Some firefighters at other stations who knew Kelley heard the screaming on the radio but could not leave their posts. Other firefighters said yesterday that even at the height of the crisis when the truck was rushing out of control down the steep hill, Kelley thought to sound an air horn to warn motorists and pedestrians of the danger.
Campbell said it was Kelley who mentored him and helped him move up in the department. He is now a lieutenant. Recalling his friend, Campbell's eyes filled with tears.
Kelley liked to tell stories, long ones that he could drag out.
"You wouldn't get the full story until you were ready to leave in the morning," he said.
Johnson described Kelley as a "family man first," with his dedication to the station "a close, very close, second."
Bonded by the long hours spent together and the ever-present possibility of death, firefighters at the station said they knew many of the details of Kelley's home life, his wife, and three adult daughters and how he used to take them to Disney World as children.
Lieutenant John Soares, his voice cracking, added: "His family, they don't know us as much as we know them."
Campbell said he and several other firefighters had visited Kelley's family and planned to visit Robert Bernard O'Neill. O'Neill was in the driver's seat when the firetruck went out of control on one of Boston's steepest hills Friday afternoon. He was released from the hospital yesterday. Two other firefighters received minor injuries.
Yesterday, people in the community offered their sympathy and support.
Richard Craven, who works nearby at Children's Hospital in the parking department, stood quietly in front of the station in the bitter cold with his 13-year-old daughter, Alana. He wanted to pay his respects, he said, even though he didn't know Kelley or the other firefighters at the station other than seeing them respond to emergencies at the hospital.
"I feel a kinship with them," he said. "These people have a thankless job and I'm just a regular citizen trying to show my respect."
Nancy Clerveau, who lives on Mission Hill, said firefighters are always responding to false alarms and to calls at halfway houses in the neighborhood. She said she points the firefighters out to her two grandsons whenever they're out, calling them "role models."
One of her grandsons, 6-year-old Exavion, was accompanying her on a trip to Star Market.

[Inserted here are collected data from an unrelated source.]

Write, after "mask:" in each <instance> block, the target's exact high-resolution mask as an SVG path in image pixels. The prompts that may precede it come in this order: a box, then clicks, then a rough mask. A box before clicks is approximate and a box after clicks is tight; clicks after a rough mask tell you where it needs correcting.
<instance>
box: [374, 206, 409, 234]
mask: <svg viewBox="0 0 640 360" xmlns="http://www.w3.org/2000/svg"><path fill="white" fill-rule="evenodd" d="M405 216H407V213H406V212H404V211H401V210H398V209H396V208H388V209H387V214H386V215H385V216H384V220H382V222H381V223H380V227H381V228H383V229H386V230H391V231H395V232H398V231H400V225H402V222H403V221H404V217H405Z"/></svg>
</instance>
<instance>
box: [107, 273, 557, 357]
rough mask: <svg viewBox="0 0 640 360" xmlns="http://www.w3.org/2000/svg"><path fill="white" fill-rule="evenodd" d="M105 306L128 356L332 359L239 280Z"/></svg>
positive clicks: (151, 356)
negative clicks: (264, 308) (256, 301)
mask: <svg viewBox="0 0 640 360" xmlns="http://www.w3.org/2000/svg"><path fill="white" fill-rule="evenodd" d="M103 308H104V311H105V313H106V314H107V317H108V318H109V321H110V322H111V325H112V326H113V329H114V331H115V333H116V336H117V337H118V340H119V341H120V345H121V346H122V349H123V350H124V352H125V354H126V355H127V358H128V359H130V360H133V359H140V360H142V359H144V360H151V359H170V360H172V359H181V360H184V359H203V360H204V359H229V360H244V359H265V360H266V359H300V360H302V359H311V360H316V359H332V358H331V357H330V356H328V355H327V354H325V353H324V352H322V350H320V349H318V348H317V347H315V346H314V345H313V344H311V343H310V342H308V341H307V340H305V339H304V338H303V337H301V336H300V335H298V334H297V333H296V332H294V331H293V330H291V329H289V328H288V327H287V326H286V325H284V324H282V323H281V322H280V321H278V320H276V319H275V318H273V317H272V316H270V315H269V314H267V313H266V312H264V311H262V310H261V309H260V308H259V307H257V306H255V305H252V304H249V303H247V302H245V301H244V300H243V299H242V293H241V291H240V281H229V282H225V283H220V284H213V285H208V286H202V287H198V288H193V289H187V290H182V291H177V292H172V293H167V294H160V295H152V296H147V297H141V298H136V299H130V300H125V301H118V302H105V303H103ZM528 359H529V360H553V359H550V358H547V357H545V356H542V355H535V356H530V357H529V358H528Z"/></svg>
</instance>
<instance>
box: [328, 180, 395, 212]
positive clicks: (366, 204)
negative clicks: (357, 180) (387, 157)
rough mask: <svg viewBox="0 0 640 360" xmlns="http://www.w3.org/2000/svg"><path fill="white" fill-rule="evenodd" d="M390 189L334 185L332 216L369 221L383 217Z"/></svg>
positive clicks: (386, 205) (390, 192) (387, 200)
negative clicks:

"He wanted to be a firefighter. . . . And his brother, too."
She shuddered to think what could happen. "And I can see myself just sitting by the phone, pulling out my hair," she said.
Derek Miller, 21, a student at Northeastern University who lives nearby, passes by the fire station daily, where it's not unusual to see the firefighters open the big doors and pull chairs up to the sidewalk in warm weather.
"I see them out there all the time, they're always there," Miller said.
He recalled falling for a prank in front of the firehouse one day.
"I remember I was walking by, and I see a five- or ten-dollar bill on the ground. I set all my stuff down, and I reach down to grab it, and it zips right by. And I look up, and I see they pulled it away - it was connected to a piece of clear wire. They're all right inside the station, and they were laughing."
At Il Mondo Pizzeria on the corner of Huntington Avenue and Smith Street, Shukri Ighrayev said he felt sadness.
"They were doing their jobs," he said. "I'm here - I make pizza. I'm in no danger."
Twenty-three-year-old Siobhan Soucie, who lives near the scene of the crash on Mission Hill, said she got to know the firefighters at the Huntington Avenue station walking home when she was a student at Northeastern. Yesterday, she brought a bouquet of flowers, wrapped in pink, green, and orange tissue paper to leave with the others piled in front of the station.
"I think they're a bunch of great guys," she said. "You feel safer 'cause they're around."